Before I begin this new project in earnest I thought I’d take sometime to introduce my basic setup. I am of course using Eclipse as my development environment along with the Google App Engine plugin. The project itself will use Google’s High Replication Datastore (HRD) but I have switched off the Datanucleus JDO/JPA access to the Datastore. More about this in a moment.
When we first start out a new project we have a lot of choices to make, some of them will be good ones while others we will regret, hopefully sooner rather than later. As you may have noted in some recent posts, I am not that much of a fan of monolithic frameworks, but prefer to use smaller more tightly focussed libraries. This may not be your approach and I don’t pretend to present it as an optimal solution, but I have not regretted it in the past. So let us introduce two of the stars of our show.
It will come as no surprise to some of you, that I am using the Stripes Framework as my web framework. I’ve used it successfully on both Google App Engine and Amazon Web Services with great results. It is dangerous to suggest that one framework is better than another, but I can say that this little framework managed to save me a significant amount of time in creating my web facing interface on a number of projects. I’m confident it will do the same again here. Despite its importance, it will not play a prominent part in the upcoming series of posts. We are after all more interested in what Google App Engine is all about. Having said that, I will of course be keeping an eye on the performance of the framework and making sure it is indeed fit for purpose.
As a side note, I intend to play with the Play Framework at some point in the future. It looks promising, but will leave it for another day.
The Google Datastore
When I first started developing software, many many years ago now, my first programming language was C. My first commercial project was as a member of the Advanced Communications team at IBM. I met many talented developers there and was fortunate enough to be assigned a great mentor from within the team. His starting advice to me was to learn assembler. I of course balked at this advice. I was after all a C developer (for those interested, we’re talking K&R). His response was a wry smile followed by learn assembler, and then you’ll understand C. It was a while before I understood what he meant, but his advice has stayed with me for the last 18 years.
Abstractions whether it be the compiler or a framework are dangerous. They have the benefit of insulating you from the pain and overhead of dealing with the lower levels. However, they also hide the workings of the lower levels and if you misunderstand the internal workings, you will end up hitting your head off a brick wall.
I’ve seen a lot of traffic related to the Google App Engine Datastore for this very reason. I believe that the introduction of JDO/JPA for Java was a bad move by the GAE development team. I can sympathise with their reasoning, in that it may have encouraged more developers to the platform than would have otherwise joined. However, the assumptions that these developers brought with them from the relational world caused consternation for them and I don’t doubt the development team. The GAE datastore is a different kind of beast, and to get the most from it we have to understand how it works. Treating it like a distributed SQL DB without the joins is going to make for expensive code.
To this end, I started to use the Datastore API early on in my exploration of GAE. I’ve learned a great deal about how to organise your data and how to get the best out of it. I know there are libraries that provide ORM specifically for the GAE datastore and I’ve played with them too, but for the purposes of this project I will be using the Datastore API. It is intact relatively simple and straight forward.

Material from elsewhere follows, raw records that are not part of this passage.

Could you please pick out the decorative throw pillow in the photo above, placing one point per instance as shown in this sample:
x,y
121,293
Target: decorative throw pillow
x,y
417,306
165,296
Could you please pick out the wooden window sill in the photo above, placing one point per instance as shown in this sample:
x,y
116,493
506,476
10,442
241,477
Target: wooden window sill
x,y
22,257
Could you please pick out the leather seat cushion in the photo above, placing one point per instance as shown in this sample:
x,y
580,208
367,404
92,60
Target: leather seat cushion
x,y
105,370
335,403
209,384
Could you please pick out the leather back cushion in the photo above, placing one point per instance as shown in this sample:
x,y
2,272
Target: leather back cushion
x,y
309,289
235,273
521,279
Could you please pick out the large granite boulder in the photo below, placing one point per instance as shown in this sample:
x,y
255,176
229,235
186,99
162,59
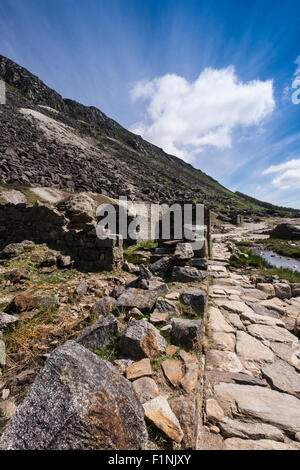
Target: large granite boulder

I am not encouraging anyone else to take this approach and would strongly advise that you look out one of the persistence libraries for GAE datastore. Which ever library you choose, whether it be Twig or Objectify or other, I would advise you learn as much as you can about the datastore and its related costs. Failure to do so, is likely to cost you money.
In the up an coming series, I’m going to be walking through my design decisions, the key reasons and the economics of the choices I’ve made. Because the Datastore is a key contributor to your GAE hosting costs, you can be confident we will be spending a lot of time in this area. Any code I post will use the native Datastore API. The exercise of converting to your favourite persistence library is left as an exercise for the reader.
One last thing. If you don’t use appstats, do it now. Appstats is a filter that you can install to allow a forensic analysis of GAE api costs within your app. Seriously useful.
Next week I’ll be start the first series in a continued exploration of GAE using the scretary project as a test bed. I’ll try and fit in one series per week of between 3 to 5 posts. The first series will be on the datastore itself. I had intended to cover authentication in the first part of the series, but found myself referring to the datastore in such detail, that it became apparent that I should really cover this first. Obvious really. I’m looking forward to seeing you there.